Jeter was pleased by the surprise guests: Ripken, who helped set the bar for shortstops; Winfield, whose jersey Jeter wore as a boy; and finally Jordan, who first met Jeter in the Arizona Fall League and developed into a role model off the field -- something Jordan says he also feels.
"I totally admire him," Jordan said. "Being in the city of New York, where one little hiccup can basically fry your personality or your persona, this kid has done everything the right way. He's done it in a way that no one can criticize anything that he's done in this environment during a 20-year career. That says a lot about the way he was brought up."
The Yankees added some gifts to the growing collection that Jeter has amassed during this final big league campaign. Head athletic trainer Steve Donohue trotted out with a Mettler G5 massage therapy machine, the same make and model that Jeter has joked he will steal out of the clubhouse when his playing days are done.
Jeter also received a framed display of the patches from all 14 of his All-Star Games, a 10-day vacation to Tuscany, a Waterford crystal display and -- most significantly -- a $222,222.22 donation to Jeter's Turn 2 Foundation.

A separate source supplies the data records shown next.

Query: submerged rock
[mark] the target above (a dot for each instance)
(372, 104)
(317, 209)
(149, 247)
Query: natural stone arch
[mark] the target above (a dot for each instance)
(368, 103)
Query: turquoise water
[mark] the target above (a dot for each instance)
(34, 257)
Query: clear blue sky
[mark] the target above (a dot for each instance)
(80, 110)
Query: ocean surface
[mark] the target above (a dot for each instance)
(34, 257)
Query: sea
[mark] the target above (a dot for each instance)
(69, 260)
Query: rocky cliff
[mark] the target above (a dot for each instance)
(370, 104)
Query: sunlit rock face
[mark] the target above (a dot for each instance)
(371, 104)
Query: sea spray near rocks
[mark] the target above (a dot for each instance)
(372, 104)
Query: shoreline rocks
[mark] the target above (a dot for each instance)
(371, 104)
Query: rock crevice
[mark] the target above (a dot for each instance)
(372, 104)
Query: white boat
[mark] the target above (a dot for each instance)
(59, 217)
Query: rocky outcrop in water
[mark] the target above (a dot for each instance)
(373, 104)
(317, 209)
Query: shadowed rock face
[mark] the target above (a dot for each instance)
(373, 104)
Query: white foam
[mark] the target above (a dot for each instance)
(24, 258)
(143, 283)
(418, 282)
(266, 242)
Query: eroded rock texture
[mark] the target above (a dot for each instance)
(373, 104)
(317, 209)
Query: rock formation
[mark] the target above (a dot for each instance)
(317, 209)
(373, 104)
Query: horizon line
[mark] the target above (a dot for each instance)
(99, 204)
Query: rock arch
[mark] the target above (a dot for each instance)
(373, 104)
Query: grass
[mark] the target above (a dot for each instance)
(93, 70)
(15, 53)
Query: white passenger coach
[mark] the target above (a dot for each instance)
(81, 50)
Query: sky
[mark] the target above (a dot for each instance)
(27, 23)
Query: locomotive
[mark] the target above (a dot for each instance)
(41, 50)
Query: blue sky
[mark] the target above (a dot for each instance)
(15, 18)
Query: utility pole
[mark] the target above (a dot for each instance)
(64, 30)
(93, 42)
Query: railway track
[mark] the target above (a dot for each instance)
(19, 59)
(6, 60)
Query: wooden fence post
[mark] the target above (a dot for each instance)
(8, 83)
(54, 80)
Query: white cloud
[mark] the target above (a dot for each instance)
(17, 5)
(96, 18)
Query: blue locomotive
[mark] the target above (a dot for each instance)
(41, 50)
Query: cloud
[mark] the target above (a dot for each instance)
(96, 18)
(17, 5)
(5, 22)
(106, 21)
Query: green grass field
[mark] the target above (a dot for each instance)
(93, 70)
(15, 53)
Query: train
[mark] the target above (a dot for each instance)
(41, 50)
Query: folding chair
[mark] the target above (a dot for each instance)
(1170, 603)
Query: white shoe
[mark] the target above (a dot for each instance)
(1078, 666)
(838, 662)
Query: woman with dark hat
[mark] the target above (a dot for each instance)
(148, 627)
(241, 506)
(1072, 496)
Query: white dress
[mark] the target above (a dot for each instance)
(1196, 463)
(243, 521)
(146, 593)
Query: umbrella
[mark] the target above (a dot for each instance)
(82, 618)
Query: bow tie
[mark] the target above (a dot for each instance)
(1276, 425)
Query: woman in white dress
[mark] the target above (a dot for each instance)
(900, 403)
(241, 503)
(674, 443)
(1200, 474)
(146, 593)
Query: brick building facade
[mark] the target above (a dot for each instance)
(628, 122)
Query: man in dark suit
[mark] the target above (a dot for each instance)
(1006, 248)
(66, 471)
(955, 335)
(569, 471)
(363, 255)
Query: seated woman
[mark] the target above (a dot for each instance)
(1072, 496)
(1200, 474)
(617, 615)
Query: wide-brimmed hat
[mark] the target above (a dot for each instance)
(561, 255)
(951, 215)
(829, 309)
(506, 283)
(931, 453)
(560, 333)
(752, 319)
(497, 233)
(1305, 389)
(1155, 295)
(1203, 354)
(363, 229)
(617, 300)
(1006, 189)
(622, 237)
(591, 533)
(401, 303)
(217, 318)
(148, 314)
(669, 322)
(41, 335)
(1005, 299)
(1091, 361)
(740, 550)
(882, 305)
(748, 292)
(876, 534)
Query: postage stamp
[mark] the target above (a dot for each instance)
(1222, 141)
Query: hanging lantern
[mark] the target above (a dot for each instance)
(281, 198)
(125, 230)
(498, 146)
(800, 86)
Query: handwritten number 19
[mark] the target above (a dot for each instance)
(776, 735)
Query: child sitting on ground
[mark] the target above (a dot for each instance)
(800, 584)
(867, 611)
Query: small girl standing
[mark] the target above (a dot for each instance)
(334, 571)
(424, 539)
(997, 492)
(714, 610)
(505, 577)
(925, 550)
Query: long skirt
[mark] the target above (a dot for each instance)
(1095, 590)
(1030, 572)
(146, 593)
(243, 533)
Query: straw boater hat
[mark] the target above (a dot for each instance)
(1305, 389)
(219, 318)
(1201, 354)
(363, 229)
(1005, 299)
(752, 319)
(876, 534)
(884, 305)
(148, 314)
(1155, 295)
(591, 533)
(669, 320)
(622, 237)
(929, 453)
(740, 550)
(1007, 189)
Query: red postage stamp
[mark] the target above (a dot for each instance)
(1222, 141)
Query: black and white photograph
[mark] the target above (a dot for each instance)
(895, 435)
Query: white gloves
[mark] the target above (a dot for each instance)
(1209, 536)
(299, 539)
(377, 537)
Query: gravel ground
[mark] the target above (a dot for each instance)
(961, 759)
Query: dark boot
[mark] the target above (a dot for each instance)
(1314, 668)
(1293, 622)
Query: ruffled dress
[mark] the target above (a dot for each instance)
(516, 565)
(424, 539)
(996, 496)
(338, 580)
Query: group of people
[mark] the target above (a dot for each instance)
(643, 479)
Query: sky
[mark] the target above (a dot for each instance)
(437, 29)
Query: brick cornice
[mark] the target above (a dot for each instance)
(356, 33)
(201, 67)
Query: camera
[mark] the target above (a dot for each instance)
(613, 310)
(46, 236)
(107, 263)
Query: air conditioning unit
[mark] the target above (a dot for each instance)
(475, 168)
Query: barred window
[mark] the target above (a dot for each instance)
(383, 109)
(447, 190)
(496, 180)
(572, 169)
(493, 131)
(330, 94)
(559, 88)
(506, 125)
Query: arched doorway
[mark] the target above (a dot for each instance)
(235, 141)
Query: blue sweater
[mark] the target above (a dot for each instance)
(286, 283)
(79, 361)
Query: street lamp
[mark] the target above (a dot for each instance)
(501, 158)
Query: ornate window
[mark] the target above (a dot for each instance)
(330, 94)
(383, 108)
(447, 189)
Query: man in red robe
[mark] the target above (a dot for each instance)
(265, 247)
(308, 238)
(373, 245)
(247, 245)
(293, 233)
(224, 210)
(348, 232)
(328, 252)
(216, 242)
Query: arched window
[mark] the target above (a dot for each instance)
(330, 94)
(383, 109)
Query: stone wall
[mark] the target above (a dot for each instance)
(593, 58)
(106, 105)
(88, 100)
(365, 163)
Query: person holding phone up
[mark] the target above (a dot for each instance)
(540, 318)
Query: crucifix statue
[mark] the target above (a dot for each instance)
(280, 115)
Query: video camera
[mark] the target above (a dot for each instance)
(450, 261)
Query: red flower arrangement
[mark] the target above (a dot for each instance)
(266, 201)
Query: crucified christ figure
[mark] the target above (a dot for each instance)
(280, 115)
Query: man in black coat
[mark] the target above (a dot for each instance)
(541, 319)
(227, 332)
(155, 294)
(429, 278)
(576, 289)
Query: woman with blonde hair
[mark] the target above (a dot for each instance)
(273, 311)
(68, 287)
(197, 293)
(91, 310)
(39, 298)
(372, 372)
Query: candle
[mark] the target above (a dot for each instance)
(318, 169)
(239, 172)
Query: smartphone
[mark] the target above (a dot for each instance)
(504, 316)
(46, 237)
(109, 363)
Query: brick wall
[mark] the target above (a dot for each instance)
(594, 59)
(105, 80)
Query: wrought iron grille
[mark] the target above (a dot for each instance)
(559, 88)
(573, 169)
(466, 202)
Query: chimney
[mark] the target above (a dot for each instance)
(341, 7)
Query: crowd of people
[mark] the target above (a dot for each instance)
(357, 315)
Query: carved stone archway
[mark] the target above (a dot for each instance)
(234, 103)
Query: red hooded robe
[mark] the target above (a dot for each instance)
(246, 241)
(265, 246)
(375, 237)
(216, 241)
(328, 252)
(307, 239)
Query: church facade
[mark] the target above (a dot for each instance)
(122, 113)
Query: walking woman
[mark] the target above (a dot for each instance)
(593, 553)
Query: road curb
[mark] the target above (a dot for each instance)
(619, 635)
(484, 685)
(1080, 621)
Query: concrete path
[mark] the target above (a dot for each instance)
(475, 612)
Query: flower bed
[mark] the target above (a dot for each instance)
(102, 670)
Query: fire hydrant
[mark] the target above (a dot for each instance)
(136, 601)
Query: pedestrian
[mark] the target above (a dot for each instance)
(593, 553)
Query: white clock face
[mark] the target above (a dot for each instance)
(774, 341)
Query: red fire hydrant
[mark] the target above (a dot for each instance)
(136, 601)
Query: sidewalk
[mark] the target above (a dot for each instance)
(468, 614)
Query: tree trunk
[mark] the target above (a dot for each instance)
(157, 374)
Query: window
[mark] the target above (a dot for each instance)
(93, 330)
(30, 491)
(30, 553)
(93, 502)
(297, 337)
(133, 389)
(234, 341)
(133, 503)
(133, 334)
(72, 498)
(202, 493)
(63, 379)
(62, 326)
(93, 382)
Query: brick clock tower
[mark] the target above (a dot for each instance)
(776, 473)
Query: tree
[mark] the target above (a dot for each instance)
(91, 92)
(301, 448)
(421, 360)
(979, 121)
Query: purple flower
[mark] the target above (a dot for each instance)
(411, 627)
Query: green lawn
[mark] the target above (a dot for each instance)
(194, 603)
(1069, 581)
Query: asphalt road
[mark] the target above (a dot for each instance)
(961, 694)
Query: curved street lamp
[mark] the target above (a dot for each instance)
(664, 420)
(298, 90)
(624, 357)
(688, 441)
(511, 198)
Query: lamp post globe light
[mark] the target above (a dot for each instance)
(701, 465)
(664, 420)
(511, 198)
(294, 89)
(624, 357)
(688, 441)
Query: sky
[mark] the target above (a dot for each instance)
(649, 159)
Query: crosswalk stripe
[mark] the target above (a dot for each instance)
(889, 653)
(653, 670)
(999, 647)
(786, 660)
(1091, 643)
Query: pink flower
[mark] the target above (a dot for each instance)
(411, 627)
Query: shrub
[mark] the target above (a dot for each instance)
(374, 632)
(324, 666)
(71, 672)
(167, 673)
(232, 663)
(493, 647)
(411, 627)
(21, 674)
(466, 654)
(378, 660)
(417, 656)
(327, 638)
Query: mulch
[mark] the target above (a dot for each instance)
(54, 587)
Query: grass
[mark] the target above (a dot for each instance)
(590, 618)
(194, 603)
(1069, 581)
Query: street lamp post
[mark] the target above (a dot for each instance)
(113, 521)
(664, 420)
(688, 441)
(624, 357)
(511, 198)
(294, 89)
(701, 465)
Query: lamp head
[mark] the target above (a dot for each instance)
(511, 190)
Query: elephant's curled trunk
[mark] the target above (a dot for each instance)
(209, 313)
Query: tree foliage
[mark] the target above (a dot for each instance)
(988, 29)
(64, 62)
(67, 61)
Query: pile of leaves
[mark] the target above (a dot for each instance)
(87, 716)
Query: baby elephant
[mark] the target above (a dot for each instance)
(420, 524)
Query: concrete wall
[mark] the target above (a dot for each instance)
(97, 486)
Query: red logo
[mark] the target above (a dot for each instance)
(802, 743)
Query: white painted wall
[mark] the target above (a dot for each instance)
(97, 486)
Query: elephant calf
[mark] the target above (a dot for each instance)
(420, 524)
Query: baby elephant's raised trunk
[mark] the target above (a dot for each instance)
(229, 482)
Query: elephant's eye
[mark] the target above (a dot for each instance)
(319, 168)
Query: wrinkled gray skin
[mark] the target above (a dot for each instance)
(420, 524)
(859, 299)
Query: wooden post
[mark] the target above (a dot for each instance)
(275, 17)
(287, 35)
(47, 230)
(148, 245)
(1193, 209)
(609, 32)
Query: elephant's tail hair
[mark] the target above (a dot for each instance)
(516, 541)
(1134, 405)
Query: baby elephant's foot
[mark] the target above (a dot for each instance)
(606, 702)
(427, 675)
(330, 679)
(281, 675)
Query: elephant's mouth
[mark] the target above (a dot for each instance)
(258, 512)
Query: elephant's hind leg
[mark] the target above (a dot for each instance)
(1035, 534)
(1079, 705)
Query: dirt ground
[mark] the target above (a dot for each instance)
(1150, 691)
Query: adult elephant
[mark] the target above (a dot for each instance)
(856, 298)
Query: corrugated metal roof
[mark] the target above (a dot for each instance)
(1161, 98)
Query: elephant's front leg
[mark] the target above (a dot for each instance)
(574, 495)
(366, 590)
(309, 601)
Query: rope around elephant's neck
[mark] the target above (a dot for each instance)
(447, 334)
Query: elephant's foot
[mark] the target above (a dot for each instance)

In closing, Jeter thanked his family and friends for their love and support over the years, saying that he was "blessed to play with the best" teammates, managers, coaches and trainers, then again expressed his gratitude to fans far and wide.
"You're playing as hard as you can and you're doing it for the fans," Jeter said. "Fans -- Yankee fans in particular -- pay attention. It means something to them. They push you. They've pushed me. They're hard, they're tough, but I think they've helped shape who I am. I wanted to have the opportunity to thank them. I don't think I can truly thank them enough."